Create Quarterly Check-Ins for Annual Plan

By Posted in - Public Relations & Strategic Planning on January 18th, 2012 0 Comments

Let’s say you start discussions with your boss in September regarding your annual plan. The planning process usually is broken into the following buckets:

  • Defining the opportunity – Perhaps this includes a summary of activities for the current year, but this also should focus on challenges and new initiatives for the new one.
  • Communicating a desired solution – This includes identifying a program goal, your target audiences and objectives for each.
  • Creating an plan of action – A timeline of activities and ideas on how to execute certain pieces can be represented through an Excel sheet, a monthly calendar or a Word doc with status updates and deadlines.
  • Evaluation – You’ll evaluate the plan based on the outcomes and objectives you identified to be measured at the outset of the plan.

But let’s also say that you view this as an exercise in futility – and once the four-step process is completed, you  start on the activities outlined and move full-steam ahead without taking time to evaluate the program along the way. (It’s been known to happen.)
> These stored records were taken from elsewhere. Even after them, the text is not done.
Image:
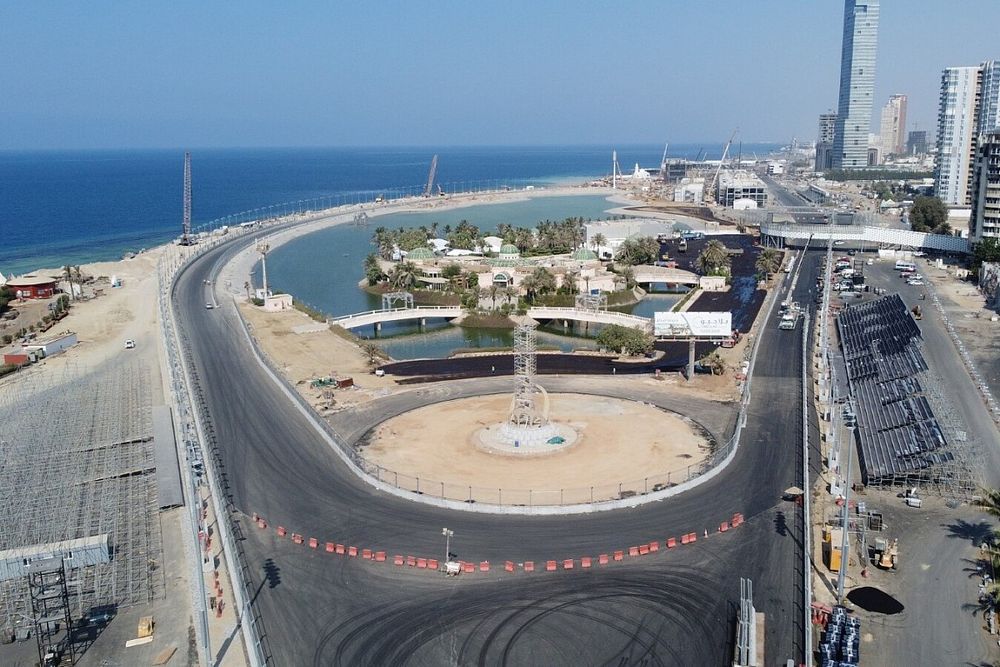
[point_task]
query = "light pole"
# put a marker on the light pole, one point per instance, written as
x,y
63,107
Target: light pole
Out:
x,y
447,543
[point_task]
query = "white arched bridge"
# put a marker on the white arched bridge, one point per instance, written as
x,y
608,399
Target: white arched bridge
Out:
x,y
783,232
377,318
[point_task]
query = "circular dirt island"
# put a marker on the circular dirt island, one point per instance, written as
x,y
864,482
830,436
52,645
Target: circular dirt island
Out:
x,y
620,448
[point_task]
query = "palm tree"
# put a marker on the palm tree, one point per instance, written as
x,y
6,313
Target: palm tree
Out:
x,y
768,262
713,259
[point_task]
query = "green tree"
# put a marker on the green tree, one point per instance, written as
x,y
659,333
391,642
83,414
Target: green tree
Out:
x,y
768,262
929,214
626,340
714,259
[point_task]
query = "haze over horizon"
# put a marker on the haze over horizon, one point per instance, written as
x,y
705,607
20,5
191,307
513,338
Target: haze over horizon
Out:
x,y
306,74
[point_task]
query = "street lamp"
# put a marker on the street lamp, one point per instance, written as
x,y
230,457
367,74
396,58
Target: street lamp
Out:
x,y
447,543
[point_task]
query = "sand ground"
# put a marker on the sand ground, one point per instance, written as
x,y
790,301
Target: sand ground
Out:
x,y
618,441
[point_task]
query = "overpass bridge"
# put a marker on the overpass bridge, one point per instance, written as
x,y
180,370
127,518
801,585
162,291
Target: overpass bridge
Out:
x,y
380,317
662,274
781,233
591,317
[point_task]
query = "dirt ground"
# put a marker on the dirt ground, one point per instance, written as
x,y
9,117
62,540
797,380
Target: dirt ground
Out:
x,y
315,353
618,441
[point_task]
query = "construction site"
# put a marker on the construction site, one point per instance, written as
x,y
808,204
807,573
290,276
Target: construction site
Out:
x,y
79,537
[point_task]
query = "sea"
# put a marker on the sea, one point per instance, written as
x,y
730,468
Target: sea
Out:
x,y
74,207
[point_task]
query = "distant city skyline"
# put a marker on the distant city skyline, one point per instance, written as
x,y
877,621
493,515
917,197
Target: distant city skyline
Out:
x,y
309,74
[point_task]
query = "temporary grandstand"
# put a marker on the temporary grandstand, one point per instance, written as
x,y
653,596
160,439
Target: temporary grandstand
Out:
x,y
906,433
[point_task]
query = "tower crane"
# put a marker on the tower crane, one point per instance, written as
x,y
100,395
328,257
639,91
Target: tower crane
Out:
x,y
710,190
430,178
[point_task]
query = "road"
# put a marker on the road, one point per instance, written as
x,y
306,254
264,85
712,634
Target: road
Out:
x,y
671,608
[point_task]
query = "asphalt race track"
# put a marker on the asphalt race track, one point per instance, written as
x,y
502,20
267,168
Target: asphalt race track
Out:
x,y
667,608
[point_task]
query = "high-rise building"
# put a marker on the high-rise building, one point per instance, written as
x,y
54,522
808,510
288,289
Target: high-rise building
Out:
x,y
916,142
824,141
893,126
969,106
985,219
857,84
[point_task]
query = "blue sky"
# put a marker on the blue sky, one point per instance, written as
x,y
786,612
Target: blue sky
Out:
x,y
191,73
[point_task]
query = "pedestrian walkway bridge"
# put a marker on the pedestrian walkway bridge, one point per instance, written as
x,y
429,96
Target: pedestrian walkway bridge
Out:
x,y
783,232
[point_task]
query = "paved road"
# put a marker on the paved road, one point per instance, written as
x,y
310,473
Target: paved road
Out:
x,y
670,609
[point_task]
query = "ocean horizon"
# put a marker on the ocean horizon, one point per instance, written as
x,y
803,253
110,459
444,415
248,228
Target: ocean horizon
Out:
x,y
78,206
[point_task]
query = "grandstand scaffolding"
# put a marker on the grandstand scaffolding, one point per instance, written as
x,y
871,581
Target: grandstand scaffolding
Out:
x,y
76,461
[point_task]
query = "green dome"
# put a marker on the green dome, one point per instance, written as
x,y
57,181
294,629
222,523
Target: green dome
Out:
x,y
420,253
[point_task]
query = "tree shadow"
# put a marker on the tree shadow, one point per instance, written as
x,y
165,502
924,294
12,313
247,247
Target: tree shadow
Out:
x,y
977,533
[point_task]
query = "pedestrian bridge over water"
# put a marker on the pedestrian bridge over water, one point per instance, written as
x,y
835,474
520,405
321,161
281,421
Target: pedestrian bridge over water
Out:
x,y
378,317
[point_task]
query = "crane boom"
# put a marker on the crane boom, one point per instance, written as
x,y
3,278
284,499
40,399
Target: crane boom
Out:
x,y
430,177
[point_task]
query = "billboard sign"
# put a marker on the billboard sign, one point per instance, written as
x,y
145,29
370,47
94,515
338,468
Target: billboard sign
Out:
x,y
701,325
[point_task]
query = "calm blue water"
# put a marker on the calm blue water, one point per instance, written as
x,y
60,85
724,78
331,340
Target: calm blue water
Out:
x,y
71,207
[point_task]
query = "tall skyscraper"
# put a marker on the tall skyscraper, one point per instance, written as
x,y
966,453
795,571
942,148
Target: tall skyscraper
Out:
x,y
969,106
824,141
893,126
985,219
857,84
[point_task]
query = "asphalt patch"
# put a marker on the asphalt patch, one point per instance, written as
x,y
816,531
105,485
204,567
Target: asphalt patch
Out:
x,y
875,600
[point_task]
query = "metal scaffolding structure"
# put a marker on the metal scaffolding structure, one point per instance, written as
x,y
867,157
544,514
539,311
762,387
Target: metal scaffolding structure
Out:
x,y
76,460
524,408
The Evaluation piece is one of the best parts.  It allows you to see if what you’ve planned (and what you’re spending your time on) is working.  And if it’s not, you have the time to adjust the program(s) as needed.

Create all Four Quarterly Check-Ins now!

For many of our clients, we’ve implemented quarterly check-in sessions, where we talk about what we planned for the quarter, report feedback and decide if we move forward as planned – or if there is a new way we can do something, to achieve better results.  And most times, we set all four meetings at the beginning of the year so we stick with it.  It’s a much better way to evaluate the program than waiting until the end of the year to find out if something worked.

Do you implement quarterly check-ins? Or do you meet more frequently to make sure the direction your headed is the right one?